Le plaidoyer s’accompagne d’un autre volet, tout aussi parlant : la confiscation. Hamilton accepte de céder environ 1 230 bitcoin, 24,4 Ether et trois propriétés situées en Virginie. Ces actifs donnent la mesure de la captation de valeur qui suit les places de marché clandestines : des cryptos accumulées, puis converties, déplacées ou ancrées dans le monde physique via l’immobilier. Le dossier évoque précisément ce pont entre le numérique et le réel, puisque l’accord mentionne des mécanismes destinés à blanchir l’argent des transactions illégales.

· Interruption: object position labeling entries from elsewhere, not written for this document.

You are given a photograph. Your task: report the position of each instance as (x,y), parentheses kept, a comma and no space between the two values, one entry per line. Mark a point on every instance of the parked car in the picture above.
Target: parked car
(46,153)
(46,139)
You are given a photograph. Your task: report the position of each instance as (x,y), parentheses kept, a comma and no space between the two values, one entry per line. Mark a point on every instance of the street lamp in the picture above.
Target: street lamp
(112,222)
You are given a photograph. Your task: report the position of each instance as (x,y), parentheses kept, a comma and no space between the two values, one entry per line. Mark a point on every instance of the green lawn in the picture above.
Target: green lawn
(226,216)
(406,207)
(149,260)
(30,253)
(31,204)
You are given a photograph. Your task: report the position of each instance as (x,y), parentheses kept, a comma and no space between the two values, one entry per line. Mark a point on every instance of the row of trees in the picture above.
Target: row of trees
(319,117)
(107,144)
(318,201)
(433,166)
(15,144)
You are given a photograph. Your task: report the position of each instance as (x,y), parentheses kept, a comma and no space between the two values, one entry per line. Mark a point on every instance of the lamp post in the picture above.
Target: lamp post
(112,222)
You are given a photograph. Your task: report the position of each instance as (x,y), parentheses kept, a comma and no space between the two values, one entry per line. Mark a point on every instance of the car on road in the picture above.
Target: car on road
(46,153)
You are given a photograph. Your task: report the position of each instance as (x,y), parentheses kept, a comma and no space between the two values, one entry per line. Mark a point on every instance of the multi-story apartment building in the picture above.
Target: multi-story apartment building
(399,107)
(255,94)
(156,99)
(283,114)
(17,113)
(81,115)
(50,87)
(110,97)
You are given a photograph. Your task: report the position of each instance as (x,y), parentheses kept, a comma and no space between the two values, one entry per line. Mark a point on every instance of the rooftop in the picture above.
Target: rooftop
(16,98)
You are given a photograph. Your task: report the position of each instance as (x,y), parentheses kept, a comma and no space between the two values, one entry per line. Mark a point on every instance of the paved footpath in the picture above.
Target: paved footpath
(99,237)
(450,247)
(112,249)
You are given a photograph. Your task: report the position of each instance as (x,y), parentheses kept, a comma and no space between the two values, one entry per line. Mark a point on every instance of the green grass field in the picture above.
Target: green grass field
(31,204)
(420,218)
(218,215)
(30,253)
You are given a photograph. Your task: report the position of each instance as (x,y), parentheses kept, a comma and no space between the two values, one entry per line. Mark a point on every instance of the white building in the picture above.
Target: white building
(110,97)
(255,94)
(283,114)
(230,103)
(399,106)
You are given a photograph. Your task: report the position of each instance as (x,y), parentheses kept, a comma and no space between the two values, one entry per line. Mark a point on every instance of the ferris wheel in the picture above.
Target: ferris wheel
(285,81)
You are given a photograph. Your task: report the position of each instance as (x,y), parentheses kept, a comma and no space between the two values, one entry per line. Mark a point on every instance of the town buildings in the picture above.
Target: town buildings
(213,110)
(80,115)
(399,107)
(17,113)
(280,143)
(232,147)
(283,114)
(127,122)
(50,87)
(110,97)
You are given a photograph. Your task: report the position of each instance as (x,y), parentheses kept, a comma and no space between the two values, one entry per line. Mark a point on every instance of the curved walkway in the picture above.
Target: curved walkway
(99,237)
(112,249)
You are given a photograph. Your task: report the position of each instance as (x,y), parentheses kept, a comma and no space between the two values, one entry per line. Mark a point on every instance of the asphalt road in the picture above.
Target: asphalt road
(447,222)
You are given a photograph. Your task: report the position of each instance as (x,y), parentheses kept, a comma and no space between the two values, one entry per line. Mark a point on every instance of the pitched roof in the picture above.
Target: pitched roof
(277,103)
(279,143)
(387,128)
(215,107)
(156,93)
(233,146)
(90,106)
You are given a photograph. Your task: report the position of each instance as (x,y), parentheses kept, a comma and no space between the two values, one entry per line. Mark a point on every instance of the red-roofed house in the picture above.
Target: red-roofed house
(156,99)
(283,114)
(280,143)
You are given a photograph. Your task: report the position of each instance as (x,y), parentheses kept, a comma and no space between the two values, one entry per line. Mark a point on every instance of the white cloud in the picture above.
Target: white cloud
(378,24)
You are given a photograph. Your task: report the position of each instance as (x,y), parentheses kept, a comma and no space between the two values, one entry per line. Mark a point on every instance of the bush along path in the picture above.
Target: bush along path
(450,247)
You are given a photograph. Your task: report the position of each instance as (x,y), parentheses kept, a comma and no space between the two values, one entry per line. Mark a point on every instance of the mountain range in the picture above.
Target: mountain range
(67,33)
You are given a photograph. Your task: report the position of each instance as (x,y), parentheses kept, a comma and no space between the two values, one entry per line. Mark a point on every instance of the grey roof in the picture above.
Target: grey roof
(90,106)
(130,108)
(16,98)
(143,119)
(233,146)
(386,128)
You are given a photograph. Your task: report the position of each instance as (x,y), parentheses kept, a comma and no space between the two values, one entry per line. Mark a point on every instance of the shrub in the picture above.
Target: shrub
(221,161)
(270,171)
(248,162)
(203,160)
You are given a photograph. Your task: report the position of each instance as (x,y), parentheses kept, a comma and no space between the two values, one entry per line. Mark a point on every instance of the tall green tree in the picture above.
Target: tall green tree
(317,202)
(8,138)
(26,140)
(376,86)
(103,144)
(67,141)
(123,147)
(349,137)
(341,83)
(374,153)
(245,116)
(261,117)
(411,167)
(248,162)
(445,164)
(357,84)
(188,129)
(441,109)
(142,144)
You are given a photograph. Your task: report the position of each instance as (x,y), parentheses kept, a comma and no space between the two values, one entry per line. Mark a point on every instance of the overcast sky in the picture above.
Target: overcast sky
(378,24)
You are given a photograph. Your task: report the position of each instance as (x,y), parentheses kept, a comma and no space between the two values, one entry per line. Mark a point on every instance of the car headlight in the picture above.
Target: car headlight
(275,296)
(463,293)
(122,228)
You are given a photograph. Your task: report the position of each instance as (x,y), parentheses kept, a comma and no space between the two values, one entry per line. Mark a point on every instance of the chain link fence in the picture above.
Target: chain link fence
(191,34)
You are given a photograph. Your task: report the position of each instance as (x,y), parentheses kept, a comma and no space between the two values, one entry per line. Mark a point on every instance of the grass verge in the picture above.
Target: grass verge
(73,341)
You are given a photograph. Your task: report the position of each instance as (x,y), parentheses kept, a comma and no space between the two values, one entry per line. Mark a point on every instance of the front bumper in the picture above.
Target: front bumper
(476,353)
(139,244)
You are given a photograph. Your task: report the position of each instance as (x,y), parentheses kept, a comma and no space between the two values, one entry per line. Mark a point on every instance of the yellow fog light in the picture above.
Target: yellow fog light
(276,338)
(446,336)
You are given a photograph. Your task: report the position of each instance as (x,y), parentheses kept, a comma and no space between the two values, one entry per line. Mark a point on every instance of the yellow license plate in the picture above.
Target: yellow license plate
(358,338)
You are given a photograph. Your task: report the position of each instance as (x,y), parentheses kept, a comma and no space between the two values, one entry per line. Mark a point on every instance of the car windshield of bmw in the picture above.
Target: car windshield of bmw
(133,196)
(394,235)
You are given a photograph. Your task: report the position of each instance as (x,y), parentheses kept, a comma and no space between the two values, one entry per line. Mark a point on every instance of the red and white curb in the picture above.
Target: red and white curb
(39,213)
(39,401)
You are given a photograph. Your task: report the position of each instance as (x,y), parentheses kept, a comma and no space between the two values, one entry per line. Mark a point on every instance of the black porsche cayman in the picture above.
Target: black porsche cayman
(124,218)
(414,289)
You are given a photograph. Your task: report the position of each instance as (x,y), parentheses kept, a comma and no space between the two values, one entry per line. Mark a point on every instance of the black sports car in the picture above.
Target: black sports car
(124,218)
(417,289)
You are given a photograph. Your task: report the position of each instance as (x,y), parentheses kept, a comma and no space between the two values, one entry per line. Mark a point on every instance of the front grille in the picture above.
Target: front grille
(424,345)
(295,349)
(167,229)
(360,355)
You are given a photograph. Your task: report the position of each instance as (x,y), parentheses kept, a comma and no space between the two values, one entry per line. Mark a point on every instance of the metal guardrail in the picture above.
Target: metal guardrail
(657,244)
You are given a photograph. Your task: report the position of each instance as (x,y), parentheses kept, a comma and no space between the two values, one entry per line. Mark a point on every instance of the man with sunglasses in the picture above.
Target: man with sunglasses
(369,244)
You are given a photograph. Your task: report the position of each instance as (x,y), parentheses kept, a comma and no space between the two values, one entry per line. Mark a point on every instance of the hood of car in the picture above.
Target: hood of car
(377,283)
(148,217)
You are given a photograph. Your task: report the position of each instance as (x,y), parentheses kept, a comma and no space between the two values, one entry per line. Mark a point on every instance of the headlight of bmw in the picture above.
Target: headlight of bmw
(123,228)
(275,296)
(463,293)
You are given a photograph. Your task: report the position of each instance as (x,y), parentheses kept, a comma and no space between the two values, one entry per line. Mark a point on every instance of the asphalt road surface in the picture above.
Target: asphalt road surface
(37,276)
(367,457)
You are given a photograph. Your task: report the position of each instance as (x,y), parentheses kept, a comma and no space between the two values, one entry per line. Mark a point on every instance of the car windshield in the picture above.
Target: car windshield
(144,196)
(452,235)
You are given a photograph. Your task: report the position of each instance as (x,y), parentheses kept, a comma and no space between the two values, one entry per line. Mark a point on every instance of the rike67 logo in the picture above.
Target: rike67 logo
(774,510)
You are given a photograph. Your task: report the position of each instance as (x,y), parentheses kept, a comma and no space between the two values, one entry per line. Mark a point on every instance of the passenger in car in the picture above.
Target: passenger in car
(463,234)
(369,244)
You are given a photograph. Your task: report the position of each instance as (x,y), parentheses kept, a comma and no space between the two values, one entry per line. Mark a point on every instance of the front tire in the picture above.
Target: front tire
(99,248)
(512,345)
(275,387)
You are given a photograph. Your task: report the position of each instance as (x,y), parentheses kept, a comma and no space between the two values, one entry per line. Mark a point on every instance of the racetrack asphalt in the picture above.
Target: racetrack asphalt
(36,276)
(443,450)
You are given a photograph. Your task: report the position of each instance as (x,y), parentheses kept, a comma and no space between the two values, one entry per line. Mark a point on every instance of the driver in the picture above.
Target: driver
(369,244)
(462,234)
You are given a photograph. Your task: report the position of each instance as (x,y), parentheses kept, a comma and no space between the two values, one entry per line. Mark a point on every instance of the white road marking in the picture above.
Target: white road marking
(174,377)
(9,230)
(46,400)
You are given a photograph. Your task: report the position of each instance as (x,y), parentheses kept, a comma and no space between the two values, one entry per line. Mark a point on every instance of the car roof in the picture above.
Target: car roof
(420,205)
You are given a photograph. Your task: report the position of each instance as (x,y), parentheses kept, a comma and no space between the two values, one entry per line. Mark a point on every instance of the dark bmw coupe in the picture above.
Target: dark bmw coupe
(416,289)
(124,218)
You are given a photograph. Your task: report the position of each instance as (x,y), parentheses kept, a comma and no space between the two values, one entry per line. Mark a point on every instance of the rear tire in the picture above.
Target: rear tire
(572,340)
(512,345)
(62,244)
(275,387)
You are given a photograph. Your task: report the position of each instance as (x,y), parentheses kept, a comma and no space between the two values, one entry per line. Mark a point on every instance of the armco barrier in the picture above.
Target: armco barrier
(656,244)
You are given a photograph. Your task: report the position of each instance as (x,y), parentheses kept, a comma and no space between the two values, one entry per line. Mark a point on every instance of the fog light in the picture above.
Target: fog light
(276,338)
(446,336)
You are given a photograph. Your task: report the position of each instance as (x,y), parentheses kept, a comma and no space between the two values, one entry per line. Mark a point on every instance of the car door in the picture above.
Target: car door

Le coaccusé Thomas Pavey, 40 ans, d’Ormond Beach en Floride, a plaidé coupable de la même infraction l’an dernier et attend sa condamnation. Son forfait de confiscations annoncé est encore plus spectaculaire : environ 1 584 bitcoin, deux boîtes de lingots d’or de 778 grammes, trois véhicules et deux propriétés en Floride. Là encore, l’image est nette : l’économie clandestine cherche des réserves de valeur, diversifie, et matérialise ses gains pour résister aux retournements judiciaires.
Ce dossier rappelle une règle du renseignement cyber : l’anonymat est une promesse commerciale, mais la saisie d’actifs et la preuve d’intention de conception peuvent suffire à faire tomber l’architecture.